Astoria Wins N.Y. Bid War- Would Be No. 6 Thrift

Outmaneuvering a trio of rivals, Astoria Financial Corp. has agreed to pay a rich $1.8 billion to buy Long Island Bancorp, in a deal that would vault the thrift company into the top rank of New York's banking market.

The deal was struck after a feverish round of courtship by area rivals, all scrambling for size as a way to control their destinies.

The spirited bidding and hefty premium revealed the urgency with which many banks and thrifts now seem to view the need for expansion through mergers and acquisitions.

Dime Bancorp, GreenPoint Financial Corp., and North Fork Bancorp had all been vying to acquire Long Island Bancorp, based in Melville, N.Y.

The deal would provide some crucial cohesion in the fragmented New York metropolitan banking market and make Astoria second only to Chase Manhattan Corp. in deposit share in a three-county region of 6.9 million people.

In successfully wooing Long Island Bancorp, Astoria Financial chairman George Engelke used a combination of financial incentives and in-market schmoozing. He agreed to pay three times Long Island Bancorp's book value, or 30 times 1997 earnings, and to keep certain top executives, especially chairman John J. Conefry, in key roles.

"This is a low-risk transaction that will create a highly efficient community bank," Mr. Engelke told investors and analysts Friday.

In calling it a "real peach of a deal," he cited the quality of Astoria's $10.5 billion of assets, Long Island Bancorp's $6.1 billion, and a mortgage network that extends into seven states.

The combined institution would have $10 billion of deposits and rank as the second-biggest thrift in New York, behind Dime Bancorp, and the sixth largest nationally.

"This is a very compelling market share transaction," said Mr. Conefry, who is slated to be vice chairman of the combined institution.

Each Long Island Bancorp investor would receive 1.15 shares of Astoria Financial, or $71.04. The combined company would retain the rights to the proceeds of goodwill lawsuits that were filed against the government.

Astoria would take a pretax charge of $104 million to cover expenses that include $26 million for severance payments, and $22 million in investment banking and advisory fees. The combined operation initially plans to close six of its 96 branches and lay off an undisclosed number of managers.

Long Island Bancorp has agreed to pay $60 million to Astoria if the transaction is not completed. In addition, the thrifts granted each other options to buy shares equal to 19.9% of each one's currently outstanding common stock.

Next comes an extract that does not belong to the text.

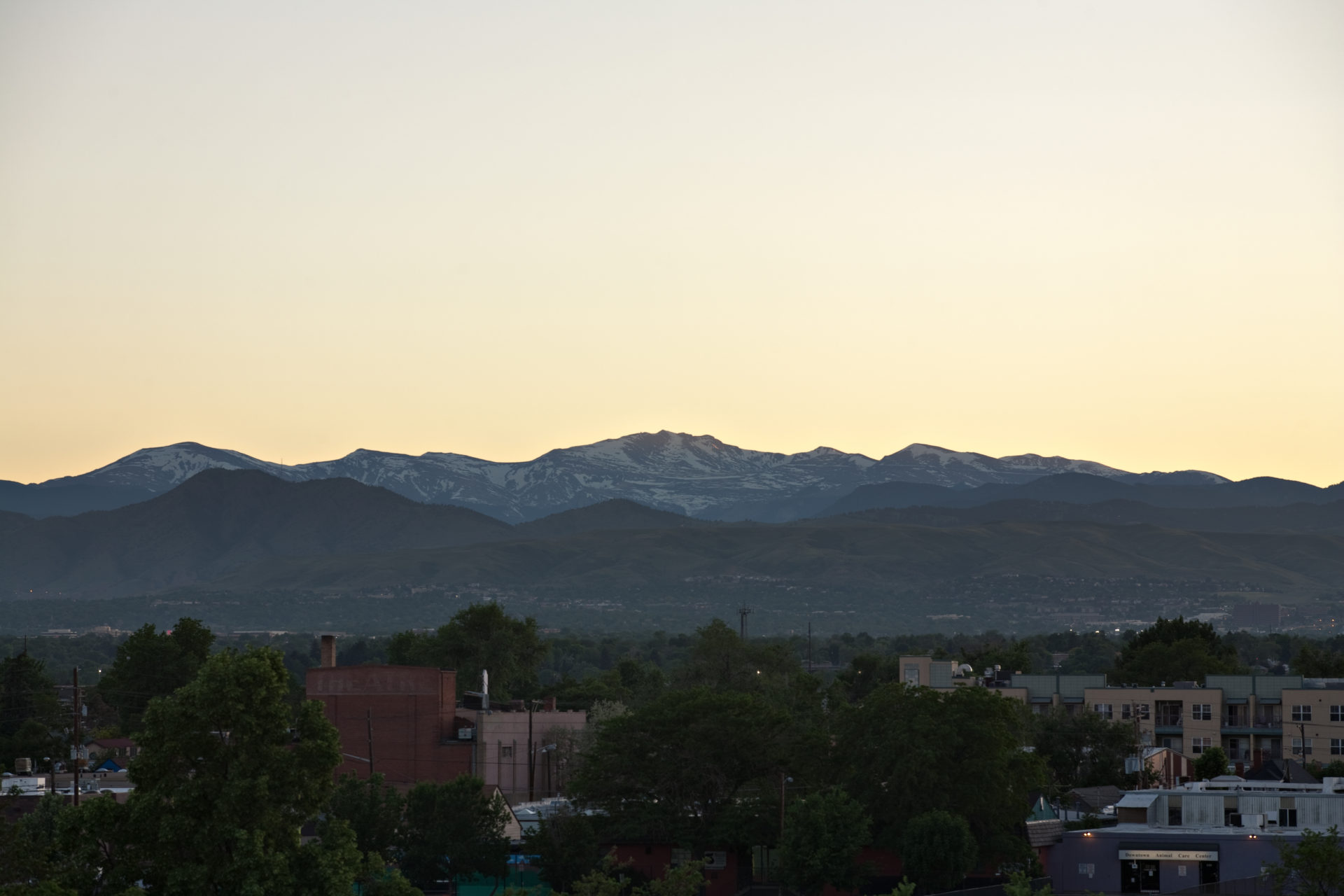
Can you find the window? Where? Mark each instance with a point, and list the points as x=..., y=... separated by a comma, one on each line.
x=1136, y=711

Mr. Engelke projected $50 million of annual expense savings, with many of the costs realized within three months of a closing expected late this year. He also said pro forma earning per shares should rise 14% next year and 15% in 2000.

The projections seemed a bit rosy to analysts, given the low-rate environment the thrifts are operating in. "The assumptions about earnings and earnings growth appear optimistic," said Thomas Theurkauf at Keefe, Bruyette & Woods.

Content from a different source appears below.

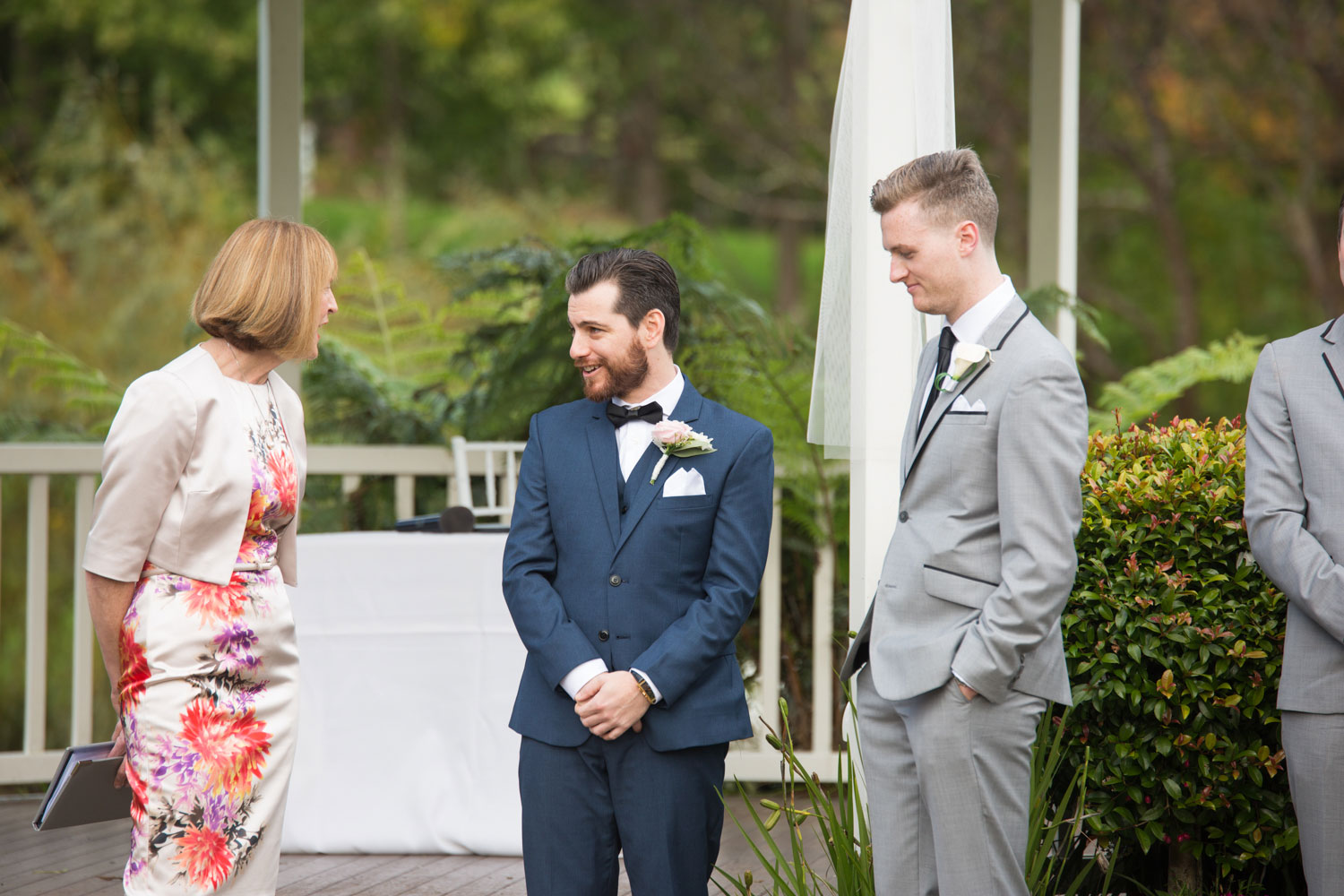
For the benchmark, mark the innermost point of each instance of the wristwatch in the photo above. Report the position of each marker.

Nonetheless Mr. Theurkauf and other analysts applauded the combination for strategic reasons.

"This is a very significant enhancement for Astoria's franchise," said Kevin Timmons, regional banking analyst at First Albany Corp. "By combining the two companies, you're doubling Astoria's market share" to about 10%.

But some institutional shareholders were disappointed, hoping the bidding war would further engorge the share price, which was up more than 60% in the past two months on takeover speculation.'

"It's not as good a price as I would have liked," said one large investor who declined to be named.

The disappointment followed word that North Fork had, on Thurdsay, submitted a new bid worth nearly $74.

Mr. Engleke and Mr. Conefry would not comment on North Fork's counteroffer, choosing to play up the deal at hand.

"This is a well-negotiated transaction," Mr. Engelke said. "Everyone is happy. It works out well."

And while speculation stirred that North Fork could try a hostile takeover, chairman John Kanas downplayed the prospect, noting that North Fork would hold 2.5% of the combined institution's shares. "Our objective is to enrich our shareholders, not other people's," Mr. Kanas said.

Indeed, North Fork stands to make a $35 million profit from the merger, a windfall worth about 20 cents per share.